Every so often something happens that brings it home to you that time is passing. That baby you were sure you only saw a few weeks ago is starting school in September. That person you haven’t seen for ages has suddenly got old. You look in the mirror and realise that you’re getting old…


But what is old, anyway? I’ve been thinking about that question a lot because I’m pondering a new set of books set round a sheltered senior living complex by the sea to follow on from the Lavender House series. Not an old people’s home but somewhere you’d downsize to, knowing help was on hand. Somewhere with flats built above an amazing bakers shop which has a little cafe attached. With the craft shop I wrote about in ‘Sunshine and Shadow’ next door to it and a small supermarket on the other side. It’s built so it faces onto the sea; and if you’ve never been to Sandbanks then you really should go, because the views are amazing.


It’s not a place to retire from life so much as to go to so that you can delegate some of the boring bits to someone else and not leave your family worrying about you or panicking because you can’t manage by yourself or they think you’re lonely. And quite often you are lonely, but it’s not the sort of loneliness that can be cured by plonking you in a crowd of people. It’s the loneliness that comes when you lose someone you’ve loved so long and well that they’re practically part of you. Or when the world you thought you knew has been turned upside down and you don’t feel as if you belong anywhere any more.


I think far more people feel this sense of disassociation than can admit or explain it, and that the usual advice - join a class, volunteer, get out and meet people, is probably quite right. But there also needs to be a time to acknowledge that one world has ended and a new one has to follow even though you don’t want it to. The formal mourning period, if you like, and it doesn’t only apply after a death.

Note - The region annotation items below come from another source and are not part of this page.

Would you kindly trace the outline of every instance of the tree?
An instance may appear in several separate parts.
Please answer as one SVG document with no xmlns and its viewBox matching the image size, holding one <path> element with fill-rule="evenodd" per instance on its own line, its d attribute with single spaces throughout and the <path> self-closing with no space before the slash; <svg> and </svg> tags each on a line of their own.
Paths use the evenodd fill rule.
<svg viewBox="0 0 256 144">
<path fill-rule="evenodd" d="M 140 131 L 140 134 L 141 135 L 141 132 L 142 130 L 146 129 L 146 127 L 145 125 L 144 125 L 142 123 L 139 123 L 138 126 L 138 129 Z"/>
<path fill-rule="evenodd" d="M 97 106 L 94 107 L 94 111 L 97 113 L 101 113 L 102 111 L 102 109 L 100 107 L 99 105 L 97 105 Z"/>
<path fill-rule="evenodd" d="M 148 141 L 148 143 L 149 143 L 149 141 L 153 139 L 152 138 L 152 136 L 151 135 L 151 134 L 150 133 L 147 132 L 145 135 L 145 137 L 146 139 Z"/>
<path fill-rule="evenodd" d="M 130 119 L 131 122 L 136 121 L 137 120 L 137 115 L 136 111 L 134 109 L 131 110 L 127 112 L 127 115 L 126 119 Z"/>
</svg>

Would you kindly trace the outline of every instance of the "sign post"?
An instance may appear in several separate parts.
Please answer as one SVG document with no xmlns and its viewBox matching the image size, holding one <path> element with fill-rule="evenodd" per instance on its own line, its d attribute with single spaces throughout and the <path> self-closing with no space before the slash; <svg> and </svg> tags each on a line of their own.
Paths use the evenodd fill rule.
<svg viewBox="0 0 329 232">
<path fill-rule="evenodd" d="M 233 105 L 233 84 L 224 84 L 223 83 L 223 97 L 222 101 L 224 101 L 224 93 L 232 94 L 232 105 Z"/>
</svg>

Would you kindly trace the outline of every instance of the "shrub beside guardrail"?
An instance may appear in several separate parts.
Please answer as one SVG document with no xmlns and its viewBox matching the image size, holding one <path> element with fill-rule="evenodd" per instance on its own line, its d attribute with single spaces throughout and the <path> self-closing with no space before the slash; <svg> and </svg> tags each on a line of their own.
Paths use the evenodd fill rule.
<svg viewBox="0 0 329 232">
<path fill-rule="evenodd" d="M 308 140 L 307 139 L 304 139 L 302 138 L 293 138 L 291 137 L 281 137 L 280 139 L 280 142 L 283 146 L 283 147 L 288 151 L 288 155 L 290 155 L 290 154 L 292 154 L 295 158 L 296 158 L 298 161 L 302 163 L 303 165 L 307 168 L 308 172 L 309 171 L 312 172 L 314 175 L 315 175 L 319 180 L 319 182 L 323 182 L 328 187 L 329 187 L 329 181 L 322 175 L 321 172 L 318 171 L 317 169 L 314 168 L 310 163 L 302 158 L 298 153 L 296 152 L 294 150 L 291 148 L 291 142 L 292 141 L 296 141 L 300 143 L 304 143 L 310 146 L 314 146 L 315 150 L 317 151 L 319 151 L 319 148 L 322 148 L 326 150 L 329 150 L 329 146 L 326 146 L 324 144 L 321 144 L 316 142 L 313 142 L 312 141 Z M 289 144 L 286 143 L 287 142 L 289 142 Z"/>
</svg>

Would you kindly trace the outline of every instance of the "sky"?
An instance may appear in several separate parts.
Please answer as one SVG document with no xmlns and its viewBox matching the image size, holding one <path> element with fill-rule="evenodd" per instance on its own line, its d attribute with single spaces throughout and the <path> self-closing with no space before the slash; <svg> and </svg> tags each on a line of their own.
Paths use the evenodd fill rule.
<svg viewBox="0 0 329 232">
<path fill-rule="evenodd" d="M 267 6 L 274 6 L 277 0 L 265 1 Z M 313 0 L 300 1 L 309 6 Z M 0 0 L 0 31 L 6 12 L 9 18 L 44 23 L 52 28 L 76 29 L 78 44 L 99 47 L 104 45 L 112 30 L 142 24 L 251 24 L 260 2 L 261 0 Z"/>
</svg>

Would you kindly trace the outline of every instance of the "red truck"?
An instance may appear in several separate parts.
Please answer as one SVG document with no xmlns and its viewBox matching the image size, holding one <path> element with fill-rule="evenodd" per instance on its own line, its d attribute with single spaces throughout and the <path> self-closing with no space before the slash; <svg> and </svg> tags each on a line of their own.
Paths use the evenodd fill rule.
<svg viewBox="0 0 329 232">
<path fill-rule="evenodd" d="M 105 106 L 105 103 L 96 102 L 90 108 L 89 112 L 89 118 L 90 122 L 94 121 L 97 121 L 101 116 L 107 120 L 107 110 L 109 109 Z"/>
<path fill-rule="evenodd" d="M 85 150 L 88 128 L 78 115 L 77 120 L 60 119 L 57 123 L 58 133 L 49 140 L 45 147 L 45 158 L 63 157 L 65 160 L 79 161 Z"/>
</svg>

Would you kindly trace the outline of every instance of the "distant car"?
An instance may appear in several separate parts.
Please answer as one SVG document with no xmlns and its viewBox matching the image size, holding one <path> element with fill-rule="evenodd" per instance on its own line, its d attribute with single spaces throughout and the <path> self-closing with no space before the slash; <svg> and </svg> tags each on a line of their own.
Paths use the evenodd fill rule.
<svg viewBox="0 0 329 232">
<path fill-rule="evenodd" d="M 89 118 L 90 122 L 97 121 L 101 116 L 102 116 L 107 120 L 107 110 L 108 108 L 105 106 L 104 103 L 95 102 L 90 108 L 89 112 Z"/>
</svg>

So Harbourside is going to be a place where people are reassessing their lives. Where families are in and out. Or where people have no family. Where people know exactly what they want; and are maybe doing too much to block out the emptiness. Or not doing anything at all. Because I don’t think romance ought to be just for the young. Obviously, it’s different when you’re older. How could it not be? And older isn’t what it used to be when I was young because obviously I’m not old. If I live as long as my grandmother then I still have a third of my life to go, and this year has been an amazing transformational one because I promised myself almost a year ago that I would stop dreaming and start going for it.


But I’ll tell you about that next week. For this week, I’d like to know what you think about this idea. I’m going to have a couple of plots running in each book and it won’t all be tidied up at the end of the last chapter because life doesn’t work like that. What I hope it will have is the sense when you get when you’re beside the sea. It’s a feeling that there is time and space for everything and sometimes the very best thing you can do is slow down and watch the boats and the waves or walk by the water and collect shells and let the rest of the world go on without you while you think great thoughts or don’t think at all…



Today's picture is the view from the boat that takes you across to Brownsea Island. There's the visitor's centre, there's the landing stage and there, most of all, is the peace I'm trying to capture. Which is all the harder after that oil spill but I believe in our Harbour Commissioners and all the people who are working to sort it out. They're some of my heroes and heroines, along with the wildlife workers so of course I'll write them the happy endings theyd deserve.